Si le Sahel compte historiquement parmi les régions les plus vulnérables d’Afrique, aujourd’hui, les conflits armés et l’intensification des affrontements militaires menacent plus que jamais la vie et les moyens de subsistance des populations, perturbent l’accès aux services et mettent gravement en péril l’avenir des enfants.
À mesure que la violence atteint des niveaux inédits, les enfants sont directement pris pour cible par les groupes armés non étatiques qui opèrent sur de vastes territoires au Mali et au Burkina Faso, et de plus en plus au Niger. Des centaines d’enfants, dont une grande proportion de filles, sont victimes d’enlèvements dans les trois pays.
Depuis 2021, ces groupes armés détruisent les réserves de nourriture dans cette région du monde qui compte parmi les plus touchées par la famine et la malnutrition. Certains d’entre eux, opposées au système éducatif géré par l’État, non seulement brûlent et pillent les établissements scolaires, mais menacent, enlèvent ou exécutent les enseignants. À la suite des opérations de sécurité nationale menées contre ces groupes, de nombreux enfants ont en outre été arrêtés, blessés ou tués, et plusieurs écoles et hôpitaux endommagés ou détruits dans les trois pays.

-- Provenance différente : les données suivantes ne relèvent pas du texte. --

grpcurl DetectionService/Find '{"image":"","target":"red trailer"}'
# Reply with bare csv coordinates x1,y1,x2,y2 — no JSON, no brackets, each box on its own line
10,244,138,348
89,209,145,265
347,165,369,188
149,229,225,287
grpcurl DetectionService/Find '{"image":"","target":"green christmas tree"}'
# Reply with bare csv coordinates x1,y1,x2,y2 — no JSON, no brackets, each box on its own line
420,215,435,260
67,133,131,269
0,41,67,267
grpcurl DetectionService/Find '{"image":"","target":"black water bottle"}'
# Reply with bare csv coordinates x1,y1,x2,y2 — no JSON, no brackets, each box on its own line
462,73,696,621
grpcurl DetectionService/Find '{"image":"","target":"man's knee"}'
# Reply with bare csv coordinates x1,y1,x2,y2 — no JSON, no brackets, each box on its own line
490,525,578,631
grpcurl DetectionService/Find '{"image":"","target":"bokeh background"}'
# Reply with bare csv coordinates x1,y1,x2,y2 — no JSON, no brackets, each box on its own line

L’insécurité et les déplacements s’étendent au-delà des frontières du Sahel central et affectent des communautés isolées manquant d’infrastructures et de ressources, où l’accès des enfants aux services essentiels à leur survie et à leur protection est déjà très limité. Cette situation a lieu dans l’une des régions du monde les plus touchées par les changements climatiques et les pénuries d’eau.
Si la crise exige un renforcement immédiat des interventions humanitaires, elle requiert également des investissements souples à long terme en faveur du développement durable, lequel contribue à la consolidation de la paix au sein des communautés, au profit notamment des enfants. L’anticipation des crises et la lutte contre leurs facteurs sous-jacents, ainsi que le renforcement des services sociaux, sont autant de mesures susceptibles d’aider les pays à bâtir des sociétés résilientes et dotées d’une solide cohésion, qui permettront aux enfants de jouir de leurs droits et de réaliser leur plein potentiel.
La crise en bref

Que se passe-t-il dans le Sahel central ?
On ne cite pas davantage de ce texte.